Natural language processing with Artificial Intelligence, what you probably meant

In his extraordinary book on the history of humanity, Israeli professor Yuval Noah Harari tells us that humans are not the only species that communicates with a language, other animals do. The difference is in the flexibility of our language, which allows us to transmit a lot of information about the environment, about other people and, what really makes us unique, about intangible or fictional concepts.

We do most of our activities using oral and written language, from close communication with our family and friends, through work and school, to communication between companies and nations. Language has enabled the expression, recording and dissemination of knowledge and ideas, first with written language and then, thanks to technology, also with oral language, which explains that almost all the information available today in the world is expressed in natural language.

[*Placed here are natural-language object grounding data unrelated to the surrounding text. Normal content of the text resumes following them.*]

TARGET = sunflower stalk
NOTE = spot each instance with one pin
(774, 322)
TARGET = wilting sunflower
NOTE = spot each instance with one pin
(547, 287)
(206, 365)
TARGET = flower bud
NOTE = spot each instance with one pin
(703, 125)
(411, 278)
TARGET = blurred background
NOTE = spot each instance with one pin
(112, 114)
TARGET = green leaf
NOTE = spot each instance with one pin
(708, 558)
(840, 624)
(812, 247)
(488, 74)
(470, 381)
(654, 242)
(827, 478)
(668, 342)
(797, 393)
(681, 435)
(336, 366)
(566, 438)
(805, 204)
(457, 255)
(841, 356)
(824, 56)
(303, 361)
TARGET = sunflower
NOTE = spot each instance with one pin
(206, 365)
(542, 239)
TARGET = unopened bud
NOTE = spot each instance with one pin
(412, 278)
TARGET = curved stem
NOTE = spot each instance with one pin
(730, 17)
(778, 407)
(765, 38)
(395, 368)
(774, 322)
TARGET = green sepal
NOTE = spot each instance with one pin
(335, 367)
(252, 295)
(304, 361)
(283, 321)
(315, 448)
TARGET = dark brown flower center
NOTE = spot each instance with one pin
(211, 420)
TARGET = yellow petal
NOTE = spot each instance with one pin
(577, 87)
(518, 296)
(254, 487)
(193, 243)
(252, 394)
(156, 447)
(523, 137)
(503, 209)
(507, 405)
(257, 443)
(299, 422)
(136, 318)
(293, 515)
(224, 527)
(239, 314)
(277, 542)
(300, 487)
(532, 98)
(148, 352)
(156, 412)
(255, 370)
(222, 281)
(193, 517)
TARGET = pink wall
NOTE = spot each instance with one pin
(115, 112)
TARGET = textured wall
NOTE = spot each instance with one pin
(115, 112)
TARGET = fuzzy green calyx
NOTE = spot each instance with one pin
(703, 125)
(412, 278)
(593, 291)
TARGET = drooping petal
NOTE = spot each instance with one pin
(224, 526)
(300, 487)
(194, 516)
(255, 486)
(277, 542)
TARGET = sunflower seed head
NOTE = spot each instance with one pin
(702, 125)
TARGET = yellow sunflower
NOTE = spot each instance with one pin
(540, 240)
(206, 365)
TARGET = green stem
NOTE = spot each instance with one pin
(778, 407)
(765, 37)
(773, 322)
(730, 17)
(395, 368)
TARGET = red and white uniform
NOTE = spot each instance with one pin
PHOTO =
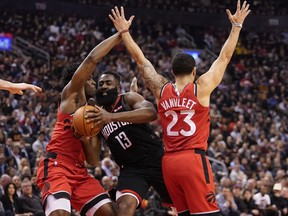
(186, 169)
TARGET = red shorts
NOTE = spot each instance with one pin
(189, 180)
(64, 177)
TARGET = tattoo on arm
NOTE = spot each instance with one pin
(152, 79)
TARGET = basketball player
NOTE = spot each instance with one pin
(18, 88)
(134, 146)
(62, 175)
(183, 108)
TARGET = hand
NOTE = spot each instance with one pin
(240, 14)
(100, 116)
(119, 19)
(133, 85)
(16, 88)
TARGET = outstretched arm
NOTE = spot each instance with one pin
(85, 70)
(212, 78)
(153, 80)
(17, 88)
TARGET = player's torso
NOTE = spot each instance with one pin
(131, 144)
(185, 122)
(63, 140)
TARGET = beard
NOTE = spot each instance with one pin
(108, 99)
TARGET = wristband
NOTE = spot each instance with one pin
(124, 31)
(237, 25)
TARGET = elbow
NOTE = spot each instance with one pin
(152, 115)
(93, 58)
(93, 163)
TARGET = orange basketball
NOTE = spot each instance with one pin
(80, 124)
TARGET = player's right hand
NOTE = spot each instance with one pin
(119, 20)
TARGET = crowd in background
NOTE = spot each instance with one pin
(260, 7)
(249, 110)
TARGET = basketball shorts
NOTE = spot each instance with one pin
(64, 177)
(139, 180)
(189, 179)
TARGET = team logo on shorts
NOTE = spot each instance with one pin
(210, 197)
(46, 186)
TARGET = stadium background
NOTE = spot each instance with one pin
(248, 144)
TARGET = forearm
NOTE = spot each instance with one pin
(92, 149)
(5, 85)
(138, 116)
(103, 48)
(133, 49)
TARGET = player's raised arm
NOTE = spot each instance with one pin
(85, 70)
(153, 80)
(17, 88)
(213, 77)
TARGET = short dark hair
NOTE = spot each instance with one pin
(182, 64)
(68, 72)
(116, 75)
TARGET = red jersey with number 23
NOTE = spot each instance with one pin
(185, 122)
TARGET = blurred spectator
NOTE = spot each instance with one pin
(10, 200)
(236, 191)
(4, 181)
(107, 166)
(250, 207)
(30, 202)
(227, 203)
(277, 201)
(17, 182)
(40, 144)
(263, 200)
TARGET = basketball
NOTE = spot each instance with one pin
(81, 126)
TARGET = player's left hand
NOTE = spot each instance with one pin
(100, 116)
(17, 88)
(119, 20)
(240, 14)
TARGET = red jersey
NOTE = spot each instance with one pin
(63, 141)
(185, 122)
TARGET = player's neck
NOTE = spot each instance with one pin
(181, 82)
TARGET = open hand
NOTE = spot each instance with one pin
(240, 14)
(17, 88)
(119, 20)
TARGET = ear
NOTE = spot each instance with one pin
(172, 73)
(194, 72)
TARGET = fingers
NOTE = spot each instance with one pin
(238, 5)
(20, 92)
(122, 11)
(111, 18)
(131, 18)
(244, 5)
(114, 13)
(229, 14)
(117, 11)
(36, 89)
(91, 102)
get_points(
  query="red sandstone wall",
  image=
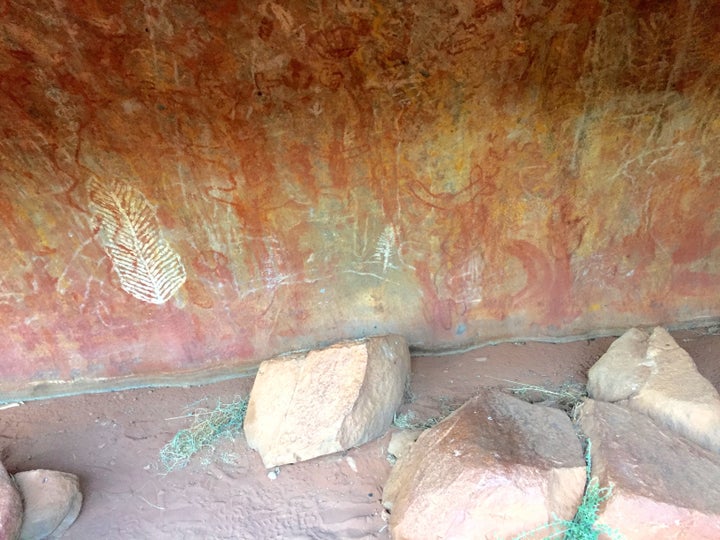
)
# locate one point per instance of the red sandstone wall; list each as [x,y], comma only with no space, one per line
[188,185]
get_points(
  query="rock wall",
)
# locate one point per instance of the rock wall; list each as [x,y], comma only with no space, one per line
[199,185]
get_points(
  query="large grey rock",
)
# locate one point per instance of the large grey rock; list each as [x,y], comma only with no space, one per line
[653,375]
[52,502]
[10,507]
[304,406]
[497,467]
[664,487]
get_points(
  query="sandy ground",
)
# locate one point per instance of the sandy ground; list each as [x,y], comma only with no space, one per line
[112,442]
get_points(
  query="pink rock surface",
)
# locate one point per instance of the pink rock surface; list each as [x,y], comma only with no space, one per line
[11,507]
[654,375]
[664,487]
[51,502]
[497,467]
[326,401]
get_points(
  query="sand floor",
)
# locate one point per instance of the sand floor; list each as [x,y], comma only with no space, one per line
[112,442]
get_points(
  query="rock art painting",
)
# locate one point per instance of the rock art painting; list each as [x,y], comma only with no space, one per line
[187,187]
[146,265]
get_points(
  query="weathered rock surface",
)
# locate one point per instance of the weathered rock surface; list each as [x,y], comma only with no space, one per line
[304,406]
[664,487]
[52,502]
[495,468]
[10,507]
[654,375]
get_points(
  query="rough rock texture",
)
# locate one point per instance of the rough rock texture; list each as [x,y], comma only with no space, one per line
[652,374]
[401,441]
[664,487]
[495,468]
[11,508]
[304,406]
[51,500]
[298,171]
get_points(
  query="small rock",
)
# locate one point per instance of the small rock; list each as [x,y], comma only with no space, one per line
[495,468]
[664,487]
[305,406]
[10,507]
[653,375]
[400,443]
[52,501]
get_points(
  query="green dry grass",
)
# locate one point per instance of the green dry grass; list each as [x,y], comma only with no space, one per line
[584,525]
[225,420]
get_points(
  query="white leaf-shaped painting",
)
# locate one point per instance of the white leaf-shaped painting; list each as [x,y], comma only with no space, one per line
[147,266]
[385,248]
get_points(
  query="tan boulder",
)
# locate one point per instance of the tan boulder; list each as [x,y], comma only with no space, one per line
[326,401]
[497,467]
[664,487]
[10,507]
[51,501]
[654,375]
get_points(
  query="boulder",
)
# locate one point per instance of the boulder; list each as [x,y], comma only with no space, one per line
[653,375]
[664,487]
[495,468]
[326,401]
[10,507]
[52,501]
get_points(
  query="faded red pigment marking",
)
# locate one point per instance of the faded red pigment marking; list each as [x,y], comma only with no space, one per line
[437,311]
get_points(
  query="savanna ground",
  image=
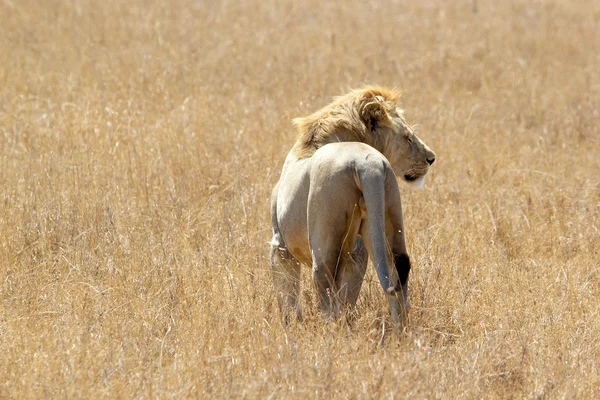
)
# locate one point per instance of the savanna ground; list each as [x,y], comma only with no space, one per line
[139,143]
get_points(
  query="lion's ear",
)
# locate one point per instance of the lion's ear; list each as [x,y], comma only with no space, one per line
[373,112]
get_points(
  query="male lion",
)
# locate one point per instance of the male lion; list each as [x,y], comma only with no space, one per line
[337,202]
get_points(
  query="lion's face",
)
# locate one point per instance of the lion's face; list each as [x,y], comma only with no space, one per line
[412,158]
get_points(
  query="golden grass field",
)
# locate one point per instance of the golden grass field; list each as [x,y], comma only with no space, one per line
[140,141]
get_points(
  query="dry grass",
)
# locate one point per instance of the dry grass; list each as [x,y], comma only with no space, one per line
[139,143]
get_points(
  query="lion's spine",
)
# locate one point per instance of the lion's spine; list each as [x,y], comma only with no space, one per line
[372,182]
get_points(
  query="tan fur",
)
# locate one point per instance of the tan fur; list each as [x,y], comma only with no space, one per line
[337,200]
[344,113]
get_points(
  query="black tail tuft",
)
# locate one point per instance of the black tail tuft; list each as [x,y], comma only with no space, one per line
[402,263]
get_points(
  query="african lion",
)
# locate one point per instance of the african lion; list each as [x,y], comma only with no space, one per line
[337,202]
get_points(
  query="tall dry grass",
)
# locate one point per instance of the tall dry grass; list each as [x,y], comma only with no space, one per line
[139,142]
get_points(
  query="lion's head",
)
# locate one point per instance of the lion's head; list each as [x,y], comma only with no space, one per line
[370,115]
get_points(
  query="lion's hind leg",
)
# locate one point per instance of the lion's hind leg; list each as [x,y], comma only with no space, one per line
[286,280]
[351,274]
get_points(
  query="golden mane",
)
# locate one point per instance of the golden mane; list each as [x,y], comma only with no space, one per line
[350,117]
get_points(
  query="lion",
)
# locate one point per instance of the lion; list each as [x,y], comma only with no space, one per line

Given the fundamental role of language for our interaction with others, the ability to successfully communicate with computers using natural language has always been an aspiration of scientists. This capability would make them more useful and help increase the confidence with which we use them. However, the subtleties and ambiguities associated with language make this one of the most complex but interesting areas of research of Artificial Intelligence (AI), called natural language processing (NLP).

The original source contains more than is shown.